Mission diplomatique, frontalier et clause du monteur

img_6083A.________, ressortissant suisse, est domicilié à B.________, en Haute-Savoie (France).

Selon contrat du 1er octobre 2011, A.________ est employé comme membre du personnel administratif par la délégation permanente de D.________ auprès d’une organisation internationale à Genève.

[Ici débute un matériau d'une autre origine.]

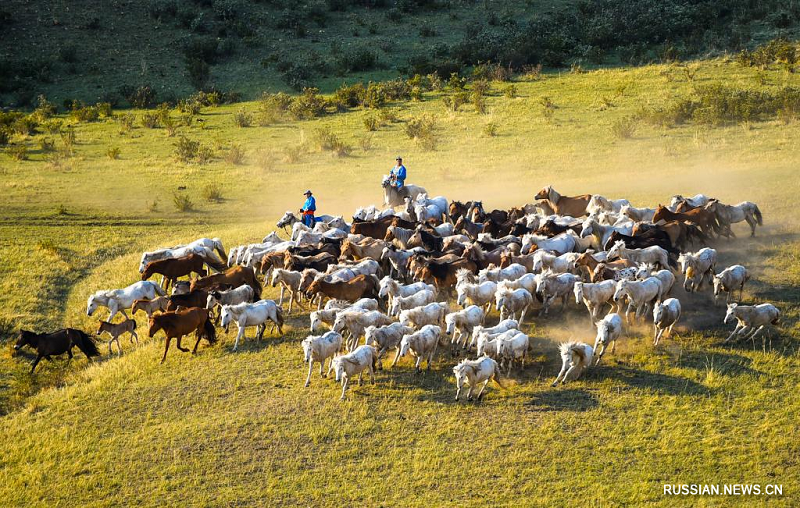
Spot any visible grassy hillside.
[0,55,800,506]
[0,0,800,106]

Le 22 novembre 2011, la Mission permanente de la Suisse auprès de l’Office des Nations Unies et des autres organisations internationales à Genève a adressé à D.________ en tant qu’employeur, ainsi qu’à A.________ en tant que contribuable, une information relative à la situation fiscale de l’intéressé. Il était indiqué que A.________ était entièrement soumis aux impôts suisses. Si D.________, qui n’y était pas tenue en raison du statut dont elle jouissait, ne prélevait pas l’impôt à la source, il appartenait à l’employé de s’annoncer auprès de l’Administration fiscale cantonale du canton de Genève (ci-après: l’Administration fiscale cantonale) pour déclarer ses revenus.

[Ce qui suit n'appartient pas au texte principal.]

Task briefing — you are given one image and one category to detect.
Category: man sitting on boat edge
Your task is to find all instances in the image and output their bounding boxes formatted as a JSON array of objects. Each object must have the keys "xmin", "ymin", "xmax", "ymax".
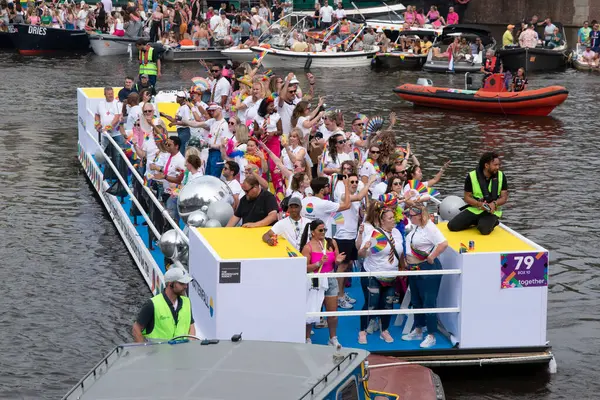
[
  {"xmin": 448, "ymin": 152, "xmax": 508, "ymax": 235},
  {"xmin": 132, "ymin": 266, "xmax": 196, "ymax": 343}
]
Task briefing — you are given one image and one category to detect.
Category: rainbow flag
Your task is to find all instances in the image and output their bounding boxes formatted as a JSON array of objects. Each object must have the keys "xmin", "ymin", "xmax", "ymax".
[{"xmin": 371, "ymin": 231, "xmax": 387, "ymax": 254}]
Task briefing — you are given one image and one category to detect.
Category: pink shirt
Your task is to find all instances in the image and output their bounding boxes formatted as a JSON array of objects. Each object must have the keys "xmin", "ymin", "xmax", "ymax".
[{"xmin": 446, "ymin": 12, "xmax": 458, "ymax": 25}]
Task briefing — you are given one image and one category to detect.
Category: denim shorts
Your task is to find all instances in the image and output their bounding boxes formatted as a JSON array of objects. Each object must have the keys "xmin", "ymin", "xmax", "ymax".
[{"xmin": 325, "ymin": 278, "xmax": 340, "ymax": 297}]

Par courriers des 23 mai, 14 juin, 28 juin et 20 juillet 2012, l’Administration fiscale cantonale a demandé à A.________ de produire sa déclaration fiscale pour l’impôt cantonal et communal (ci-après: ICC), ainsi que pour l’impôt fédéral direct (ci-après: IFD) pour la période fiscale 2011. Dans ses réponses des 29 mai, 20 juin, 2 juillet et 20 août 2012, A.________ a contesté devoir remplir une déclaration fiscale en Suisse au motif que sa résidence fiscale était en France, pays dans lequel il avait déjà satisfait, pour ses revenus 2011, à ses obligations fiscales.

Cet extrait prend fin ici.